The Bank of Japan (BoJ) is scrapping its planned host of central bank digital currency (CBDC) services due to a reported lack of public interest, according to an initial report from Asia Times. Among other things, this means one aspect of Japan will remain unchanged since the Japanese bubble economy of the 1980s: its reliance on conventional, fiat-based currency.
This move came despite the promise of CBDC, which could be the first truly peer-to-peer digital form of conducting money transactions, as existing digital wallets still require the presence of intermediary institutions like financial institutions, issuing and acquiring banks, payment service providers, and other entities that can verify transactions.
A cash-based society
Despite Japan’s reputation as a leading innovator in the technological sector, many aspects of Japanese life remain stuck in the 80s. Yellowing pieces of technology like fax machines still lurk in the corners of office buildings throughout urban Japan, job applicants still have to physically write out their resumes, and most transactions involving money are still done via cash in spite of recent trends towards digitalization.
However, recent trends toward digitalization found in the private sector have also made the concept of CBDC largely redundant for the masses, as discovered in the Bank of Japan’s experiments gauging public interest in this new utility. Since 2021, The Bank of Japan has run these tests in preparation for a potential national roll-out, should the need arise.
After checking for the technical feasibility of shifting towards CBDC from fiat currencies, the BoJ reportedly saw no need to implement such a change in the near future. The ongoing Covid-19 epidemic has driven the traditionally cash-reliant country toward other forms of money transfer, which include e-money payment tools, credit cards, and digital banking services, all of which the Japanese public has no problems accessing.
Potential future adoption
While the initial reception was lukewarm at best, the idea of using CBDC for their transactions might still grow on the Japanese public. The Sumitomo Mitsui Banking Corporation (SMBC) — Japan’s second-largest bank — recently announced the formation of its own business token lab aimed at driving up awareness and acceptance of Web3 and blockchain technology in the nation. On top of this, despite Japan’s international reputation as a high-trust society, some studies and locally-published news articles have suggested that institutional trust may be steadily decreasing amongst the populace — particularly toward the government.

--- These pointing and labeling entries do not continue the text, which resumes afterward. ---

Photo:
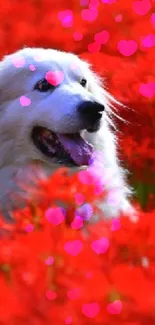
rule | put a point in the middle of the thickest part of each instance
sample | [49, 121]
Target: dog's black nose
[91, 114]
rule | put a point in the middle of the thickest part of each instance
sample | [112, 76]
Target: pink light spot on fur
[91, 310]
[73, 66]
[77, 36]
[153, 18]
[102, 37]
[109, 2]
[84, 3]
[68, 320]
[25, 101]
[89, 275]
[55, 216]
[51, 295]
[147, 90]
[55, 78]
[141, 7]
[39, 58]
[73, 294]
[73, 247]
[18, 62]
[77, 223]
[85, 211]
[127, 48]
[115, 307]
[148, 41]
[101, 245]
[29, 228]
[89, 14]
[116, 225]
[94, 47]
[49, 261]
[66, 18]
[118, 18]
[32, 67]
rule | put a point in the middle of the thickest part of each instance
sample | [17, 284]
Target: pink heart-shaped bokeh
[115, 307]
[141, 7]
[49, 260]
[54, 78]
[25, 101]
[109, 2]
[100, 246]
[148, 41]
[18, 62]
[147, 90]
[77, 223]
[91, 310]
[127, 48]
[55, 216]
[66, 18]
[73, 247]
[29, 227]
[89, 14]
[102, 37]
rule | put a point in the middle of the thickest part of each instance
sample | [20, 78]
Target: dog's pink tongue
[79, 150]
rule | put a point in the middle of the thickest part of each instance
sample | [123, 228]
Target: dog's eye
[83, 82]
[43, 86]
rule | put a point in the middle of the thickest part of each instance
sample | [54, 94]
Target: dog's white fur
[56, 111]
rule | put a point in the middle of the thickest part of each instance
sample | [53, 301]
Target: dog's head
[50, 102]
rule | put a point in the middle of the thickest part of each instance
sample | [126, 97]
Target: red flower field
[55, 268]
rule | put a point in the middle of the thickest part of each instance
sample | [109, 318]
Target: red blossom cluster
[55, 269]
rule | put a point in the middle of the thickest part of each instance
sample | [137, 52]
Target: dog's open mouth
[67, 149]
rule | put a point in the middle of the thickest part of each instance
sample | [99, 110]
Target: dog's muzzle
[90, 115]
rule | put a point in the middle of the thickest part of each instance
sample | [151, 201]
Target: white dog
[54, 112]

With these two factors in mind, some of the advantages offered by CBDC become more apparent. For example, this form of currency safeguards national wealth from instances of bank failure, and affords the central bank the tools to meaningfully influence monetary policy via inflation. However, even with those pros offered by CBDC, this form of currency remains largely untested across world markets. So for Japan and its financial institutions, this particular change may remain filed under “wait and see” for the time being.